The majority of porosity is microporosity, with pores on the order of a few microns in diameter. Even in sandstones with 10% core plug porosities, little or no porosity is visible in thin section. According to Pittman (1988), half of the pore volume in the Terry Sandstone in nearby Spindle Field is microporosity associated mainly with ductile deformation of lithic fragments.

Structural controls

The distribution of normalized GOR's for individual wells exhibits a clear relation to compartmentalized fault blocks (Figs. 3 and 4). Based upon the values provided earlier for OGIP, OOIP and gas and oil recovered as of 1993, recovery efficiencies for gas and oil are 41% and 6-14%, respectively. These low recoveries are proably due at least in part to the high degree of structural complexity and sealing faults in the area.

Within the Denver Basin, a common observation has been the anomalous distribution of oil and gas wells producing within a given formation (i.e. an oil well might occur structurally higher than an adjacent gas well in close proximity). These anomalies, expressed by GOR's for individual wells, are a result of the complexity of faulting, and sealing-fault bounded compartments (Fig. 4).

The complex structural compartmentalization identified in Hambert-Aristocrat field may have resulted in some additional oil and/or gas in untapped parts of compartments.

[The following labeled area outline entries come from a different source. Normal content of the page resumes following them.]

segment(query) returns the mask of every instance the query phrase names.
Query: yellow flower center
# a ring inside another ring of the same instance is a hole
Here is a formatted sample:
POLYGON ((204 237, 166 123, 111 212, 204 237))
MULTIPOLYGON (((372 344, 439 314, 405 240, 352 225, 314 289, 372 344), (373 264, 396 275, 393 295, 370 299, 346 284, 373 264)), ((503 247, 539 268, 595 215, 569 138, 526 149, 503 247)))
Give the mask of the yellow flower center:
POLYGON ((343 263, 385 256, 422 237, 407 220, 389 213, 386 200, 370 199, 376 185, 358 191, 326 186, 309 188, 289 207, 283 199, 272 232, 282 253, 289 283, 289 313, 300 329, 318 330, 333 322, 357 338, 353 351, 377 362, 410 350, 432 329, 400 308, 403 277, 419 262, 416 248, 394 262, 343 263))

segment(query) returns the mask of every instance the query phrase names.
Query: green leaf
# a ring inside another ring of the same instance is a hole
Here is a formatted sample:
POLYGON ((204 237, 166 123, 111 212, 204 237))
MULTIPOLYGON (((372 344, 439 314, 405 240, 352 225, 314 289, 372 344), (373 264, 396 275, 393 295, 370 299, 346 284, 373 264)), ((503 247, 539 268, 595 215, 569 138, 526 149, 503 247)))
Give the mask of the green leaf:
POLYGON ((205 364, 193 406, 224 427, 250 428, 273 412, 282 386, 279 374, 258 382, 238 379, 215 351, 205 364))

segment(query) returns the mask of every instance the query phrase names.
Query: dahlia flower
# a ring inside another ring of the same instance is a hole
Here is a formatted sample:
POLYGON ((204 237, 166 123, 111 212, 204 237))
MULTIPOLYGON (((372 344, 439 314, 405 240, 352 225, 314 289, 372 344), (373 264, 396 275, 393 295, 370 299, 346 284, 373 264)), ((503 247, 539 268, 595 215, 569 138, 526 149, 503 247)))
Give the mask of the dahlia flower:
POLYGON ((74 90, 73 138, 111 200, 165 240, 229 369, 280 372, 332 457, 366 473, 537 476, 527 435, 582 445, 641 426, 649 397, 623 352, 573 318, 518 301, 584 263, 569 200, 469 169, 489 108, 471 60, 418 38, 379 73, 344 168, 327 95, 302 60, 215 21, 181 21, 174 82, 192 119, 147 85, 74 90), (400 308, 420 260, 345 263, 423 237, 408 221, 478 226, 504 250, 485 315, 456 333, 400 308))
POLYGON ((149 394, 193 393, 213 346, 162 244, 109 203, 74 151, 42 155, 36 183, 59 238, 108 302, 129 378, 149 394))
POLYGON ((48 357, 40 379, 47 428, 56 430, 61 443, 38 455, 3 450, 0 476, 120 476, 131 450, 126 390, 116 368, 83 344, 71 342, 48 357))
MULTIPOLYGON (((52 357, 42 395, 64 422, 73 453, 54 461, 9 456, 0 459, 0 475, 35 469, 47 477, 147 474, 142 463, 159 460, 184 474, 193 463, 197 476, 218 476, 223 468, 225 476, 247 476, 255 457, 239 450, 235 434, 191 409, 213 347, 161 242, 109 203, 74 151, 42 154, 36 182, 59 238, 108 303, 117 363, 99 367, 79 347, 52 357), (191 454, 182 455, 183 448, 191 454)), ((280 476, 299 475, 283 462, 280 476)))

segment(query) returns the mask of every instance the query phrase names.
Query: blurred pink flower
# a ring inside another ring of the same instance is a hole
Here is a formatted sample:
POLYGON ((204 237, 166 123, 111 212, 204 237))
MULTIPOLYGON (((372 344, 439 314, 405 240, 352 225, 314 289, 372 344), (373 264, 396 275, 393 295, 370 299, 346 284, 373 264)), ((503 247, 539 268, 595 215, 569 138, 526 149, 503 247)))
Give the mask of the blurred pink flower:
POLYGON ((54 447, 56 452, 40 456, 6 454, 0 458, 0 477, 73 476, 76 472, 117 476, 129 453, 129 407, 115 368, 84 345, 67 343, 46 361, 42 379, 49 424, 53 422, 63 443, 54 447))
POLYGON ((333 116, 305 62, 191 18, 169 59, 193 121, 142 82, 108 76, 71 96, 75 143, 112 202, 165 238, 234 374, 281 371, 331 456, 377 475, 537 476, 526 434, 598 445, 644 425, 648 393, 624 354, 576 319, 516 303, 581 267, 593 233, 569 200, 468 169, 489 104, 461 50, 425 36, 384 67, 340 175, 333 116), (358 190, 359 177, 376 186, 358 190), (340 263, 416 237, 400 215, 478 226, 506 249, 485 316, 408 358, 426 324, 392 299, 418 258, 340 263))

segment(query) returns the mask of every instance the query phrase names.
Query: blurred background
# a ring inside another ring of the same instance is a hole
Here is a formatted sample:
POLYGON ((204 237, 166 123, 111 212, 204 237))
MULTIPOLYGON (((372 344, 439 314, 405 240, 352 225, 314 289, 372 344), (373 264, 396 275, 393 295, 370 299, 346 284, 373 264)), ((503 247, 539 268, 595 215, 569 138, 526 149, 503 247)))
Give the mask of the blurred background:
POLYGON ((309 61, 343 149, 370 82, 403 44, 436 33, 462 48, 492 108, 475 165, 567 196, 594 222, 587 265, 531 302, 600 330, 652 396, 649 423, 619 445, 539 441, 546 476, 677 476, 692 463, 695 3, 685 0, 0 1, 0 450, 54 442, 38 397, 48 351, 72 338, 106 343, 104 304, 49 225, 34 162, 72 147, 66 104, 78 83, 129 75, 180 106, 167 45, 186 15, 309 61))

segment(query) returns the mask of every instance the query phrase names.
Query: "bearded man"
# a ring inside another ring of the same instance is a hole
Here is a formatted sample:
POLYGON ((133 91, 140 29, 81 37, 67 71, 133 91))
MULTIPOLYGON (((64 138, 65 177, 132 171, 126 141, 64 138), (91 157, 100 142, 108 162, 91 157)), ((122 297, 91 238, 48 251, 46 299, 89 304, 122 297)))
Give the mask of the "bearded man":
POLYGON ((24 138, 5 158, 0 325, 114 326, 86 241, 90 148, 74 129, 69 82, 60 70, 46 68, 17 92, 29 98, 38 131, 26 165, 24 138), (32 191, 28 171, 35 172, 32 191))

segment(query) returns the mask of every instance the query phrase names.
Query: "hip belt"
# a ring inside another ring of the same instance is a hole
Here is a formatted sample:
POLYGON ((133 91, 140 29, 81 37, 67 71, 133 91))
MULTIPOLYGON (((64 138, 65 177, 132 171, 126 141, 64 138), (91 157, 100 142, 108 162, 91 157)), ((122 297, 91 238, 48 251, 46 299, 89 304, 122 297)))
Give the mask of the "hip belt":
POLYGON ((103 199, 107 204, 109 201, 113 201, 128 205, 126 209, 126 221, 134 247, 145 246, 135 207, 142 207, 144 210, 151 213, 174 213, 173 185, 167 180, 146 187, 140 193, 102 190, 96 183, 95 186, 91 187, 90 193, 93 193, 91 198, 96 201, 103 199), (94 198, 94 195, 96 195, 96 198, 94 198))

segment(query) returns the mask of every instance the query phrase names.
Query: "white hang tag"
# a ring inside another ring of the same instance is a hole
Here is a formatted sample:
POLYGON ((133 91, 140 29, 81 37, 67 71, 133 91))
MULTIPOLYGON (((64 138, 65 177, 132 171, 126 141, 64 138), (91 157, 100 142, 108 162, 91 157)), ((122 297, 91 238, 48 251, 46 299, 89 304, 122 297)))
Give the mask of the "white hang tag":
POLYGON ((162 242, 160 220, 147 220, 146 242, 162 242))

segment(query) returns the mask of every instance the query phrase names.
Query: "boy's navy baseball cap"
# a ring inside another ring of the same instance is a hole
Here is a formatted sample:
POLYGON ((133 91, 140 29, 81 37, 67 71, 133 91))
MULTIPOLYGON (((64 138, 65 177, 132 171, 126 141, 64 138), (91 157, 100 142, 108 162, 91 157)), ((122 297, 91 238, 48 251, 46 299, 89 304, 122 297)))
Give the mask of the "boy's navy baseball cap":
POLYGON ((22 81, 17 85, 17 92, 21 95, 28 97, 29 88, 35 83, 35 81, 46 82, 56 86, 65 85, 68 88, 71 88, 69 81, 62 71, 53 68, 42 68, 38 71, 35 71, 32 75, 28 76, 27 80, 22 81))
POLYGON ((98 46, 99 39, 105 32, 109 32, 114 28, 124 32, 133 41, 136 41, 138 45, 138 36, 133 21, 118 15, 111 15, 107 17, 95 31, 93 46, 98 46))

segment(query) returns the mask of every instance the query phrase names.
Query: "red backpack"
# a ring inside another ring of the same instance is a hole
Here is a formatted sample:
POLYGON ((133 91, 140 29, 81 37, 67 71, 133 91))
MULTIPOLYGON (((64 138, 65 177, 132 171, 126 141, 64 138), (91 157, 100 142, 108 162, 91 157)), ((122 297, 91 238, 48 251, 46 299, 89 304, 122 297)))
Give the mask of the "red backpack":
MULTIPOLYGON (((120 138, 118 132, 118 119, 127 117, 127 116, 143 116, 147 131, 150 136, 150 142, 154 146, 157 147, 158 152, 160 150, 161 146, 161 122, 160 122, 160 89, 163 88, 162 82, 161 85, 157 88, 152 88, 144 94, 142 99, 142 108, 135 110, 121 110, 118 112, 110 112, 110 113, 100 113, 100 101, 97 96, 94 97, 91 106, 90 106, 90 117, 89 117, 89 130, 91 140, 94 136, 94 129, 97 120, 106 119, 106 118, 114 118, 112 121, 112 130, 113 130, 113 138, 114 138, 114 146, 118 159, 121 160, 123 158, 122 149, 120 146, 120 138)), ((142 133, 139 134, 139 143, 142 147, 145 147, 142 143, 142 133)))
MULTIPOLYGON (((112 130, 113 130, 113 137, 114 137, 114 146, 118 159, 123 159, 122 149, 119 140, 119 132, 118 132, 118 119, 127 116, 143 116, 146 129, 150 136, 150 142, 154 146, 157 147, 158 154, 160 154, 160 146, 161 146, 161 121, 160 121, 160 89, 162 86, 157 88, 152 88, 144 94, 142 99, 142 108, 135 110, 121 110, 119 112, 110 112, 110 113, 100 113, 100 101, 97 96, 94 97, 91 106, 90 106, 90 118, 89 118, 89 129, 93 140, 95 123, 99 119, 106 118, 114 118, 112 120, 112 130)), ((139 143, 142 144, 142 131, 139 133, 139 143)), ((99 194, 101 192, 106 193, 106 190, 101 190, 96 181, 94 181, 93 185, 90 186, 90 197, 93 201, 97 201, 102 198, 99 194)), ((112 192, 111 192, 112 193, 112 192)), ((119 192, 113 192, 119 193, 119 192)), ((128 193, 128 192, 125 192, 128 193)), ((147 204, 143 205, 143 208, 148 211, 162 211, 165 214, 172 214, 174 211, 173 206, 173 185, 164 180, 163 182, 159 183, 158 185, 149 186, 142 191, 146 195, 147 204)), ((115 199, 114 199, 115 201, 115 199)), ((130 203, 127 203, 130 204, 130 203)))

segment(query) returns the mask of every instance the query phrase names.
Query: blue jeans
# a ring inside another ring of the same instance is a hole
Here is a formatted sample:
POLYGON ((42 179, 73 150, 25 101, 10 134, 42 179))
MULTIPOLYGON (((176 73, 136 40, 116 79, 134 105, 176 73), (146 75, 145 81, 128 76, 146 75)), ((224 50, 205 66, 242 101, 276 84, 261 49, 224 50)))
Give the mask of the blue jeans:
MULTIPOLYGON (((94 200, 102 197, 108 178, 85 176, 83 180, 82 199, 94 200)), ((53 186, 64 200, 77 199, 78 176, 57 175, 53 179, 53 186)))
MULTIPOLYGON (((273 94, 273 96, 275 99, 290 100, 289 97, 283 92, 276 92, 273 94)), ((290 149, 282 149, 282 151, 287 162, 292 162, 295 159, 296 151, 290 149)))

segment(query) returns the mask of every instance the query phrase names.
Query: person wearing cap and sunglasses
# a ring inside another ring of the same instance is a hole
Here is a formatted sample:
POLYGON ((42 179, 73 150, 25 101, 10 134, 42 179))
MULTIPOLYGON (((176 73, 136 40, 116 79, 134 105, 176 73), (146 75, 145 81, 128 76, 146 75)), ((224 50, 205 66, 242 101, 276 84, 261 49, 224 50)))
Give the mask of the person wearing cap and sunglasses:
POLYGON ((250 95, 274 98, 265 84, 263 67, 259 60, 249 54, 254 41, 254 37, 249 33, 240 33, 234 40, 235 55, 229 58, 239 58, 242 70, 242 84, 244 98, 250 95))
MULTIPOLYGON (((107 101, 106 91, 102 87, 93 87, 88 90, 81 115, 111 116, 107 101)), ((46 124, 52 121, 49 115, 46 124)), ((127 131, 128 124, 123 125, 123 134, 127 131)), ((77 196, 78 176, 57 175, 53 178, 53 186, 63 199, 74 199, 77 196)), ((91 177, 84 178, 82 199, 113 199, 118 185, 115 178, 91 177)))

There may be opportunities to tap these sandstones by targeted infill, or horizontal drilling.

Stratigraphic controls

The primary facies control on matrix permeability, discussed above, undoubtedly has a big effect on production. Well perforations and production are confined solely to the blocky/thinning-upward, upper shoreface deposits (Facies 5), which are the most permeable. Since upper shoreface deposits sit upon a major unconformity (Figs. 9 and 10), regional mapping of this unconformity might lead to identification of additional pay sandstones.

There are two additional potential types of pay sandstones within the Terry Sandstone that have not generally been tested. The first type is the thin, lower shoreface sandstone beds and laminae which exhibit permeabilities on the order of 1md; they may be 'missed pay' because they appear on well logs as low resistivity-low contrast intervals (Slatt and Huffman, 1995) (Fig. 6a). The second type is the thicker sandstones that occur at the tops of lower shoreface/offshore, thickening/cleaning - upward strata (Fig. 7). These sandstones have not been perforated or cored, so permeabilities are unknown; however the fact that permeability varies proportionally with sandiness in the Terry Sandstone suggests the upper, sandiest parts of these strata in the eastern part of the area might exhibit good permeabilities.

Transgressive shales are laterally continuous toward the east (Figs. 9 and 10), and thus have the potential to be significant vertical barriers or baffles to fluid flow. These shales, which form the base of each parasequence (except parasequences A and B), provide vertical stratigraphic compartmentalization of sandstone bodies (when not faulted) at right angles to the predominant horizontal structural trend of compartmentalization.